Amichai Eliyahu, Minister for Heritage, noted with pleasure that everything had been blown up and flattened. He added that there was 'no such thing as an uninvolved civilian in Gaza.' Avi Dichter (Agriculture) said 'we are now actually rolling out the Gaza Nakba.'

On 9 October, Major General Ghassan Alken told Palestinians in Gaza, 'You wanted hell. You will get hell.' Their home would become a place where no human being could exist, he said, and he also saw no distinction between Hamas combatants and Palestinian civilians.
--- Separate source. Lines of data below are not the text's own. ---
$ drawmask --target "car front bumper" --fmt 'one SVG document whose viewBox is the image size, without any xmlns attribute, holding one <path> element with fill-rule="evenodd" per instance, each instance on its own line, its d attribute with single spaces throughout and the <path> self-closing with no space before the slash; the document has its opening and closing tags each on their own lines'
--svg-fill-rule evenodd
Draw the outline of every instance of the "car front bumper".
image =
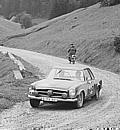
<svg viewBox="0 0 120 130">
<path fill-rule="evenodd" d="M 28 95 L 30 99 L 37 99 L 41 101 L 46 101 L 46 102 L 76 102 L 77 98 L 74 99 L 62 99 L 62 98 L 51 98 L 51 97 L 36 97 L 33 95 Z"/>
</svg>

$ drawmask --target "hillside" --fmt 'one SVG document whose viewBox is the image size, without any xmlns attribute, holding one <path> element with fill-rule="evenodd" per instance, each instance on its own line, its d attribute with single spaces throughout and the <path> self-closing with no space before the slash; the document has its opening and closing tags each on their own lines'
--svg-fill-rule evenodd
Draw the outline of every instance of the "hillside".
<svg viewBox="0 0 120 130">
<path fill-rule="evenodd" d="M 0 39 L 4 38 L 7 35 L 11 35 L 18 30 L 21 30 L 21 27 L 18 23 L 13 23 L 0 17 Z"/>
<path fill-rule="evenodd" d="M 79 62 L 120 73 L 120 54 L 113 46 L 115 35 L 120 34 L 120 5 L 99 6 L 76 10 L 48 22 L 42 29 L 41 24 L 35 26 L 32 30 L 37 31 L 11 38 L 4 45 L 66 58 L 72 42 Z"/>
</svg>

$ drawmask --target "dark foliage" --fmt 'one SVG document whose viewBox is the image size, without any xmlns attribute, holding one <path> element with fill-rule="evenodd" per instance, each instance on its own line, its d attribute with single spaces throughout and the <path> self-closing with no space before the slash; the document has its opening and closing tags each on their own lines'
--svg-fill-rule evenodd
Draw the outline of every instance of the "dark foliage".
<svg viewBox="0 0 120 130">
<path fill-rule="evenodd" d="M 114 47 L 115 51 L 120 53 L 120 37 L 115 37 L 114 38 Z"/>
</svg>

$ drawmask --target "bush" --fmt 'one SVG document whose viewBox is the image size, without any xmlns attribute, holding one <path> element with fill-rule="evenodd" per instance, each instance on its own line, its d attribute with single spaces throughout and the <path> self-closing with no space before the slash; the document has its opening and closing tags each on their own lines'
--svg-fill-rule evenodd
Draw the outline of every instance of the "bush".
<svg viewBox="0 0 120 130">
<path fill-rule="evenodd" d="M 120 37 L 115 37 L 114 38 L 114 47 L 115 51 L 120 53 Z"/>
</svg>

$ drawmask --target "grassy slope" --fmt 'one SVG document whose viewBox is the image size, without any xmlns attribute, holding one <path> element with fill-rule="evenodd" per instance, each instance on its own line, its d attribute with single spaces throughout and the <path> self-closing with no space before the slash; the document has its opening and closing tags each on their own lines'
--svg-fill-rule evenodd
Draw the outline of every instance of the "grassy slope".
<svg viewBox="0 0 120 130">
<path fill-rule="evenodd" d="M 30 83 L 38 80 L 35 75 L 40 74 L 37 68 L 18 57 L 17 59 L 19 59 L 27 71 L 30 72 L 27 72 L 25 78 L 22 80 L 16 80 L 12 72 L 12 70 L 18 69 L 18 67 L 8 56 L 0 53 L 0 111 L 11 107 L 16 102 L 28 100 L 25 93 L 28 92 Z"/>
<path fill-rule="evenodd" d="M 66 57 L 70 42 L 77 46 L 78 61 L 120 73 L 120 54 L 114 51 L 114 35 L 120 34 L 120 5 L 94 5 L 52 22 L 48 27 L 6 46 Z"/>
</svg>

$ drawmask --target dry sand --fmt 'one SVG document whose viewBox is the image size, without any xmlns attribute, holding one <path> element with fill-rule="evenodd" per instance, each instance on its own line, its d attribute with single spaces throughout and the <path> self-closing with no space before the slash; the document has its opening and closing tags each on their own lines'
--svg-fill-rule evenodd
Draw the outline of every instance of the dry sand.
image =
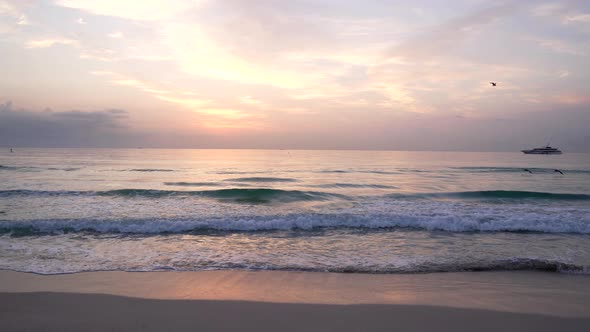
<svg viewBox="0 0 590 332">
<path fill-rule="evenodd" d="M 2 331 L 587 331 L 590 277 L 542 272 L 0 272 Z"/>
</svg>

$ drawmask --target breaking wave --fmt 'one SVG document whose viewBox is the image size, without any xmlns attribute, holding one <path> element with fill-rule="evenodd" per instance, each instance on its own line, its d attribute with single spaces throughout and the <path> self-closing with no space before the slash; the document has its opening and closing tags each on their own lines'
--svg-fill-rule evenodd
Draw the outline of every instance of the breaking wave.
<svg viewBox="0 0 590 332">
<path fill-rule="evenodd" d="M 235 199 L 232 191 L 213 191 L 212 195 Z M 307 193 L 288 193 L 294 199 Z M 244 199 L 244 196 L 238 196 Z M 256 198 L 246 199 L 261 199 Z M 290 197 L 290 196 L 288 196 Z M 307 198 L 308 196 L 303 196 Z M 445 232 L 541 232 L 590 234 L 590 218 L 584 214 L 514 215 L 503 216 L 473 213 L 470 215 L 416 215 L 407 214 L 320 214 L 293 213 L 285 215 L 238 215 L 226 217 L 183 217 L 152 219 L 56 219 L 56 220 L 2 220 L 0 231 L 15 235 L 39 233 L 98 232 L 98 233 L 190 233 L 202 231 L 254 232 L 274 230 L 313 231 L 323 228 L 361 229 L 415 229 Z"/>
<path fill-rule="evenodd" d="M 270 202 L 296 202 L 318 201 L 330 198 L 345 198 L 344 195 L 299 191 L 280 190 L 270 188 L 231 188 L 219 190 L 157 190 L 157 189 L 116 189 L 106 191 L 40 191 L 40 190 L 1 190 L 0 197 L 27 197 L 27 196 L 112 196 L 112 197 L 204 197 L 221 201 L 234 201 L 243 203 L 270 203 Z"/>
</svg>

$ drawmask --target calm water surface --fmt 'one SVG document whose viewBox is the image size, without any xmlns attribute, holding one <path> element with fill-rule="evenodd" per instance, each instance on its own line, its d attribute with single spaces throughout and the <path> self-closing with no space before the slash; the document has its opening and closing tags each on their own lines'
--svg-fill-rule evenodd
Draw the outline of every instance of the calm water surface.
<svg viewBox="0 0 590 332">
<path fill-rule="evenodd" d="M 588 273 L 590 154 L 5 149 L 0 269 Z"/>
</svg>

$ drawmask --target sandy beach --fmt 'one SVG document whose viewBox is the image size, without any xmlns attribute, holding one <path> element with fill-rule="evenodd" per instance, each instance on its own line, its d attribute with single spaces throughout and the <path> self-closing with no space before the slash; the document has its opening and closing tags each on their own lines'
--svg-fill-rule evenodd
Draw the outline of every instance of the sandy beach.
<svg viewBox="0 0 590 332">
<path fill-rule="evenodd" d="M 590 278 L 542 272 L 0 272 L 3 331 L 583 331 Z"/>
</svg>

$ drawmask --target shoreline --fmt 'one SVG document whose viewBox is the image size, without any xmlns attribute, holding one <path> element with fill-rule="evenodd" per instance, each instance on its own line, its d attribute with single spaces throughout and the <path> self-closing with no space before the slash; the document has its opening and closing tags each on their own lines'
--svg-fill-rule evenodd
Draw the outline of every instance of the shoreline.
<svg viewBox="0 0 590 332">
<path fill-rule="evenodd" d="M 213 270 L 57 275 L 0 271 L 0 293 L 29 292 L 159 300 L 434 305 L 590 318 L 586 310 L 590 307 L 590 277 L 538 271 L 349 274 Z"/>
<path fill-rule="evenodd" d="M 0 271 L 3 331 L 585 331 L 589 307 L 543 272 Z"/>
</svg>

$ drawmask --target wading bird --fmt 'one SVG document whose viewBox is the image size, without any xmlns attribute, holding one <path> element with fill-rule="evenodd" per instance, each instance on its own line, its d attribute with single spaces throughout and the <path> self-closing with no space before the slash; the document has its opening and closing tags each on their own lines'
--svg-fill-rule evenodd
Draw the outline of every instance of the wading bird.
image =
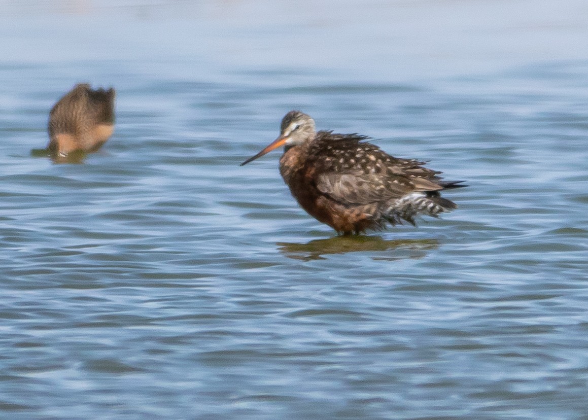
<svg viewBox="0 0 588 420">
<path fill-rule="evenodd" d="M 281 146 L 280 173 L 306 212 L 339 234 L 380 230 L 415 217 L 436 217 L 457 207 L 441 197 L 442 190 L 466 186 L 443 181 L 440 172 L 425 162 L 395 158 L 358 134 L 319 131 L 315 121 L 299 111 L 282 120 L 279 136 L 246 165 Z"/>
<path fill-rule="evenodd" d="M 59 99 L 49 115 L 47 149 L 54 156 L 94 152 L 114 131 L 115 90 L 81 84 Z"/>
</svg>

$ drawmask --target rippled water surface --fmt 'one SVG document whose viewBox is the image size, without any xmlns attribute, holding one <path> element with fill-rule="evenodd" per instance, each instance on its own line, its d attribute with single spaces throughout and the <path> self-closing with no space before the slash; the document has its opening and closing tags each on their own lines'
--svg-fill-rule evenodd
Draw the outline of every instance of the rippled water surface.
<svg viewBox="0 0 588 420">
<path fill-rule="evenodd" d="M 531 3 L 5 5 L 0 417 L 588 419 L 588 9 Z M 114 135 L 32 155 L 79 82 Z M 293 108 L 459 208 L 337 236 L 239 166 Z"/>
</svg>

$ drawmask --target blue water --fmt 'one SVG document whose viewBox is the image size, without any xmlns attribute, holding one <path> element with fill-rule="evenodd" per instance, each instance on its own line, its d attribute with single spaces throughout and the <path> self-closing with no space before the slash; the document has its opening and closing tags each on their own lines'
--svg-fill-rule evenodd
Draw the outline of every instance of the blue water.
<svg viewBox="0 0 588 420">
<path fill-rule="evenodd" d="M 588 419 L 587 11 L 495 3 L 5 5 L 0 417 Z M 113 136 L 31 155 L 79 82 Z M 294 108 L 459 208 L 337 236 L 239 166 Z"/>
</svg>

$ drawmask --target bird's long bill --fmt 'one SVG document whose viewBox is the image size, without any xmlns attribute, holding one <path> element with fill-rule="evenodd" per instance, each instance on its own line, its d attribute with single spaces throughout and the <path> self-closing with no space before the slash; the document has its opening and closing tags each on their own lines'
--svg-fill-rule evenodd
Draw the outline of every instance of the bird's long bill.
<svg viewBox="0 0 588 420">
<path fill-rule="evenodd" d="M 258 154 L 256 154 L 255 156 L 251 156 L 250 158 L 249 158 L 249 159 L 248 159 L 246 161 L 245 161 L 245 162 L 243 162 L 242 164 L 241 164 L 239 166 L 242 166 L 243 165 L 247 165 L 247 164 L 249 163 L 252 161 L 255 161 L 258 158 L 260 158 L 261 156 L 263 156 L 263 155 L 265 155 L 265 154 L 268 153 L 268 152 L 271 152 L 274 149 L 277 149 L 278 148 L 280 147 L 280 146 L 283 146 L 284 144 L 286 143 L 286 141 L 287 139 L 288 139 L 288 137 L 283 137 L 283 136 L 280 136 L 277 139 L 276 139 L 275 140 L 274 140 L 270 144 L 268 145 L 265 149 L 263 149 L 263 150 L 262 150 L 262 151 L 260 151 L 259 153 L 258 153 Z"/>
</svg>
On 11 October, a 95-year-old veteran of the massacre at Deir Yassin was brought over to rally the troops. 'Finish them off,' he told them. 'Erase them, their families, mothers and children.' Various soldiers are quoted as saying 'May their village burn! May Gaza be erased!' and 'We know our motto: there are no uninvolved civilians.'

A local official called for Gaza to be 'desolate and destroyed' like the Auschwitz Museum, thus 'demonstrating the madness of the people who lived there.'

On 7 October, Giora Eiland, adviser to the Minister of Defence, told the press, 'When the entire world says we have gone insane and this is a humanitarian disaster, we will say it's not an end, it's a means.'

Architects expressed their glee at getting rid of the old buildings and being able to start from scratch. An inhabitant of the area behind the security fence shared her delight at the idea of being able to see the Mediterranean, now that the view would no longer be obscured by Gaza's skyline.

Mr Smotrich, succumbing to a lyrical mood – and forgetting that the entire Strip would be rendered fallow – rhapsodised over how the desert would be made to bloom, again. How cute of him to recall such an idealistic phrase.

International law has a Latin term for the kind of thing Smotrich and his gang have been so keen to advertise. It is known as dolus specialis or specific intent. As the Oxford Dictionary elucidates, this refers to (1) a harm resulting from an act specifically intended to cause that harm, or (2) the specific intent to cause a specific kind of harm.

It remains to be seen whether the court in the Hague will agree with South Africa and determine that the road to this particular Hell was paved with bad intentions.